Mit der Entwicklung neuer mechanischer Techniken und einem tieferen Verständnis des mechanistischen Verhaltens hinter den mechanochemischen Reaktionen stelle eine mechanische Empfindlichkeit von Wirkstoffen kein wirkliches Problem mehr dar. „Tatsächlich weiß man heute, dass es möglich ist, das Ausmaß der mechanochemischen Auswirkungen durch Änderung der Mahlparameter wie Material der Mahlbecher und -kugeln, Menge des katalytischen Lösungsmittels, Häufigkeit des Mahlens und so weiter erheblich zu modulieren. Wenn die Mahlkugeln immer noch zu stoßend sind, ist es außerdem möglich, empfindliche Materialien mithilfe von Extrudern oder RAM (Resonant Acoustic Mixing) zu bearbeiten, Methoden, die keine zusätzlichen Mahlwerkzeuge erfordern“, erklärt sie.

Die unzureichende Kenntnis des mechanistischen Verhaltens schränke allerdings die Untersuchung unerforschter und unbekannter Reaktionen ein, da es immer noch eine Herausforderung sei, das mechanochemische Verhalten mit der starken Voreingenommenheit der Lösungschemie zu rationalisieren. Aber es gebe viel Forschung in dieser Richtung, sagt Emmerling.

Großtechnische Umsetzung soll erforscht werden

Im Projekt wolle man vor allem mithilfe der Mechanochemie eine organische Synthese von Wirkstoffen durchführen, die als Reaktion in Lösung bereits weithin bekannt seien. Die sollen dann mit dem Ziel verglichen werden, die Vorteile der mechanochemischen Methode gegenüber der traditionellen Methode in Bezug auf Ausbeute, Reaktionszeit, Toxizität und so weiter herauszustellen, erläutert die Forscherin.

Außerdem gebe es auch Wirkstoffe, die sich überhaupt nur mit den Mitteln der Mechanochemie herstellen ließen.
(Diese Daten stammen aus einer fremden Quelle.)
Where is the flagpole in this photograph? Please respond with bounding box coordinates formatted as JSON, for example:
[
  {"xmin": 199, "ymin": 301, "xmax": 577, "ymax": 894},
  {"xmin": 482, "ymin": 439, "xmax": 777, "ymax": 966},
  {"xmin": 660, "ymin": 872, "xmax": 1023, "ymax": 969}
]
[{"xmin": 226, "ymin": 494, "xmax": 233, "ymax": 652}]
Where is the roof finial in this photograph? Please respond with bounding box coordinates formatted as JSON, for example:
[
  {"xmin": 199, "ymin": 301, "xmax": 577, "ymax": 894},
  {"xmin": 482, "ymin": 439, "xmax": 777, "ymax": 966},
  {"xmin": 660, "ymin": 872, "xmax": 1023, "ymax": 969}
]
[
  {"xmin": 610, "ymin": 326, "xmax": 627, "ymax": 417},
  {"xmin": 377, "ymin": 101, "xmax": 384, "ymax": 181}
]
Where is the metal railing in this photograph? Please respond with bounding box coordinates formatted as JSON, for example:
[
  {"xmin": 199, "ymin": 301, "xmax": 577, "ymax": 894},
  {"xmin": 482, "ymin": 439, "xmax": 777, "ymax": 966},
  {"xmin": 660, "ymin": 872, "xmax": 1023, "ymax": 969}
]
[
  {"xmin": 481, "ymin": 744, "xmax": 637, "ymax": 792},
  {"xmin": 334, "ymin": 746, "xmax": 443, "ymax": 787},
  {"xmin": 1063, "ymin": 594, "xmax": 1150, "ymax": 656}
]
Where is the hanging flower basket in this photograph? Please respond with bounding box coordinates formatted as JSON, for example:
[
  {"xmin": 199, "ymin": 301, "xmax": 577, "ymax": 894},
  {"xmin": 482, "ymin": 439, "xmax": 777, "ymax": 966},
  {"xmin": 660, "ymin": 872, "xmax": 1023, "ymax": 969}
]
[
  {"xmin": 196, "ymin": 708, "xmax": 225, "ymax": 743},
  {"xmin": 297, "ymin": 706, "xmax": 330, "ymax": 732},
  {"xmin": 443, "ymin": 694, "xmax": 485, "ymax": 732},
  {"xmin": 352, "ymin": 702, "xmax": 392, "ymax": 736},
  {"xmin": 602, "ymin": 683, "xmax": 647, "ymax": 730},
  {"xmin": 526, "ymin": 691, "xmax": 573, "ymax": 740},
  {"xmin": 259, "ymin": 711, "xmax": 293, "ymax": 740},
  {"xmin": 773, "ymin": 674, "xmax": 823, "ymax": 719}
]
Die Mechanochemie habe sich in den vergangenen Jahren als ein leistungsfähiges Werkzeug erwiesen, um kristalline Formen zu erhalten, die sonst nicht zu erhalten wären. „Ein aktuelles Beispiel in der Literatur ist Sofosbuvir, für das Argyro Chatziadi und Mitarbeiter (Universität Prag) gezeigt haben, dass polymorphe Umwandlungen nur mechanochemisch induziert werden. Da dies nur ein Beispiel von mehreren ist, über die in der Literatur berichtet wird, ist es nur eine Frage der Zeit, bis die pharmazeutische Industrie die lösungsbasierten Methoden durch die Mechanochemie ergänzt, um das kristalline Verhalten besser untersuchen zu können“, sagt Emmerling.

Vom Labor in die Industrie

Was allerdings im Pilotprojekt noch im Labormaßstab machbar ist, wäre dann zukünftig noch auf den großtechnischen Maßstab der Industrie zu übertragen. „Ausweitung mechanochemischer Methoden auf die Großproduktion ist keine leichte Aufgabe, aber in den vergangenen Jahren hat die mechanochemische Gemeinschaft die richtigen Voraussetzungen geschaffen, um die Industrie beim ökologischen Übergang zu unterstützen. Im Jahr 2019 finanzierte die COST-Aktion die europäischen Projekte MechSustInd und Greenering mit dem Ziel, die Kluft zwischen Wissenschaft und Industrie zu überbrücken und so solide Netzwerke für den Austausch von Wissen und Expertise zu bilden. Die industrielle Umsetzung neuer mechanochemischer Methoden erfordert Investitionen und Innovationen, aber der solide Hintergrund der beteiligten Partner wird helfen, alle Herausforderungen zu bewältigen und die weitere Forschung in die richtige Richtung zu lenken“, sagt Emmerling.

Umsetzung innerhalb von zehn Jahren erhofft

Da die Einführung mechanochemischer Verfahren in der Großproduktion eine Renovierung und einen Paradigmen- und Know-how-Wechsel erfordere, müssten die bestehenden Produktionsanlagen erheblich umgerüstet werden. „Die Unternehmen müssen die etablierten chemischen Prozesse modifizieren und ihre derzeitige Ausrüstung in den Anlagen durch Kugelmühlen und andere mechanochemischen Geräte ersetzen. Auch wenn einige Unternehmen bereits Mühlen und Extruder im industriellen Maßstab einsetzen, erfordern diese Änderungen dennoch Investitionen in Geld und Zeit, insbesondere weil neue Methoden zur Herstellung von Wirkstoffen von den staatlichen Aufsichtsbehörden genehmigt werden müssen. Der ökologische Übergang zur Mechanochemie kann also in der Anfangsphase recht anspruchsvoll und zeitaufwendig sein, aber jede Innovation durchläuft eine solche Phase, sonst wäre sie ja nicht von vornherein eine Innovation“, sagt die Forscherin.

Es sei aber ein Ziel von IMPACTIVE, mechanisch-chemische Prozesse zu entwickeln, die in der pharmazeutischen Industrie effektiv eingesetzt werden könnten, sagt sie.